Antes de que la independencia estuviera en la agenda política de nuestro país, ya se podía advertir que este enfoque -que la secesión debería ser el último recurso para remediar graves injusticias- tiene dos defectos principales. En primer lugar, porque existe una evidente correlación positiva entre las injusticias reales y la inestabilidad potencial que puede generar la secesión. En otras palabras, cuanto más justificado sea un caso de independencia más probable es que sea conflictivo y provoque inestabilidad. De la misma forma, los casos en los que la secesión parece estar menos justificada –como en algunas democracias liberales occidentales, por ejemplo– son mucho menos propensos a provocar tanta inestabilidad. Quebec o Escocia lo demuestran bien.
En segundo lugar, legitimar que un Estado opusiera resistencia a la separación de una parte de su territorio cuando no está totalmente justificada puede provocar un uso desproporcionado de la fuerza contra la minoría independentista. De hecho, la única forma de evitar que se produzca la secesión seguramente implicará la violación de los derechos civiles y políticos, como prohibir los partidos independentistas, limitar la libertad de expresión o destituir y perseguir cargos electos. Y también puede requerir la conculcación de los derechos de la minoría, como intervenir, suspender o suprimir las instituciones autónomas gobernadas por los independentistas.
Esto plantea una dobla paradoja. Por un lado, es probable que la negación de las reivindicaciones de autodeterminación alimente, más que desincentivar, la movilización independentista. De hecho, si la unidad estatal se percibe como voluntaria, en realidad es menos probable que la gente se movilice por la independencia. Y por otra parte, la línea dura que sostiene que «no se puede permitir la secesión en países democráticos» es contraproducente. Porque la única manera de aplastar una reivindicación democrática de independencia es socavar en serio la democracia y el estado de derecho. Si la población de un territorio vota por independizarse, el Estado sólo puede impedirlo violando los principios democráticos y los derechos humanos de las minorías. Precisamente con el tipo de violación que –diría la teoría– constituye una causa justa para la secesión.
Tras lo ocurrido en Catalunya, la paradoja ya no es teórica, sino que se ha demostrado en la práctica. España utilizó una fuerza desproporcionada para impedir un referendo pacífico, y después empezó a destituir e inhabilitar cargos electos catalanes y cerrar las instituciones de autogobierno. Esta respuesta dinamita la credibilidad de España como país que se autodenomina «democrático y respetuoso con los derechos humanos». Por eso en su momento propuse identificarla como «la paradoja española».

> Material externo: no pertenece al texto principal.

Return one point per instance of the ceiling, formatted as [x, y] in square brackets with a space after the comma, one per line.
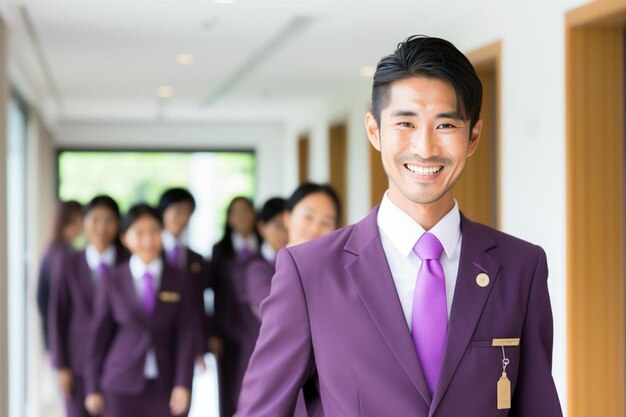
[253, 59]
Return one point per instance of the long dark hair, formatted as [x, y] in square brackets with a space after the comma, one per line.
[226, 242]
[108, 202]
[64, 214]
[308, 188]
[423, 56]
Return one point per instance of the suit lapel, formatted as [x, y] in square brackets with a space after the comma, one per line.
[469, 300]
[372, 278]
[130, 293]
[168, 277]
[85, 281]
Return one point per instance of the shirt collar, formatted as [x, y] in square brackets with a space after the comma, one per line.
[169, 241]
[94, 258]
[138, 268]
[240, 242]
[404, 232]
[268, 253]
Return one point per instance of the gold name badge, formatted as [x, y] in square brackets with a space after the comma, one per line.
[504, 392]
[505, 342]
[169, 297]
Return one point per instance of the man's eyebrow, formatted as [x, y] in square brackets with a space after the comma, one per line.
[450, 115]
[403, 113]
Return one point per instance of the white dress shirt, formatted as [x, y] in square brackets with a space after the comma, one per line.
[268, 253]
[94, 258]
[170, 242]
[240, 242]
[399, 233]
[137, 270]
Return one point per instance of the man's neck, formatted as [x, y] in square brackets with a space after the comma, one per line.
[427, 215]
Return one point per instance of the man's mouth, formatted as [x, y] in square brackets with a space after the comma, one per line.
[420, 170]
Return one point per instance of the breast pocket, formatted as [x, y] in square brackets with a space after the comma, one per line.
[490, 360]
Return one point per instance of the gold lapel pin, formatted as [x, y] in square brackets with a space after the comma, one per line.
[196, 267]
[482, 280]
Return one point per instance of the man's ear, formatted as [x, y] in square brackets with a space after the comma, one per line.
[373, 133]
[474, 138]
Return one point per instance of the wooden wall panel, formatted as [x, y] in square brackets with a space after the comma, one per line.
[338, 154]
[303, 158]
[595, 211]
[476, 190]
[378, 179]
[4, 302]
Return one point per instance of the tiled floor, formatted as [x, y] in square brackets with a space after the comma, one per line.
[203, 404]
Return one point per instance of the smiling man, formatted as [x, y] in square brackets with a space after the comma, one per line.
[415, 310]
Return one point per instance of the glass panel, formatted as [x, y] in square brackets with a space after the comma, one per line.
[16, 209]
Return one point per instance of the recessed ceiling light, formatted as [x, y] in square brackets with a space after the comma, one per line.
[184, 59]
[209, 21]
[165, 91]
[368, 72]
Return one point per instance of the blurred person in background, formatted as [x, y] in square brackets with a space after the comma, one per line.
[258, 273]
[67, 227]
[232, 316]
[176, 206]
[261, 266]
[140, 354]
[311, 212]
[72, 297]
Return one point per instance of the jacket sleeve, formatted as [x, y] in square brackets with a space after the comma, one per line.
[283, 354]
[535, 393]
[101, 333]
[59, 313]
[186, 337]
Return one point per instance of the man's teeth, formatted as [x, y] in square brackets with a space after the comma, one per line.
[423, 170]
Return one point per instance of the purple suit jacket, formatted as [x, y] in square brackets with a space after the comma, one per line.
[71, 309]
[198, 271]
[334, 319]
[258, 281]
[122, 333]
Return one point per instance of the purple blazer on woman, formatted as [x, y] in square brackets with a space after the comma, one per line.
[70, 314]
[122, 333]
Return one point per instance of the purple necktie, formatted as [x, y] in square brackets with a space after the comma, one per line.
[430, 314]
[172, 258]
[245, 252]
[103, 269]
[149, 295]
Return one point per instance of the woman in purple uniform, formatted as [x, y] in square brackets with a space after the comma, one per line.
[141, 350]
[72, 297]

Este escenario en el que se ha situado el proceso de independencia es el más favorable para mantener la movilización y obtener soporte y reconocimiento internacional. Básicamente porque la separación entre Cataluña y España deja de ser el problema catalán y se convierte en la solución al problema español. España no puede seguir siendo a la vez una democracia y un país unido y esto está socavando la propia idea de Europa.
En definitiva, si los líderes españoles no cambian su posición intransigente y siguen tratando la independencia de Catalunya como cuestión penal, entonces a la comunidad internacional no le quedará más remedio que aceptarla como un caso de secesión por causa justa. Por eso es un error tan colosal que parte del independentismo haya cedido a la represión y aplazado el objetivo a un futuro lejano. El contexto represivo debería ser la palanca para culminar la independencia. Es nuestra causa justa. Y se debería decir mucho más y sobre todo, es necesario que nos lo creamos.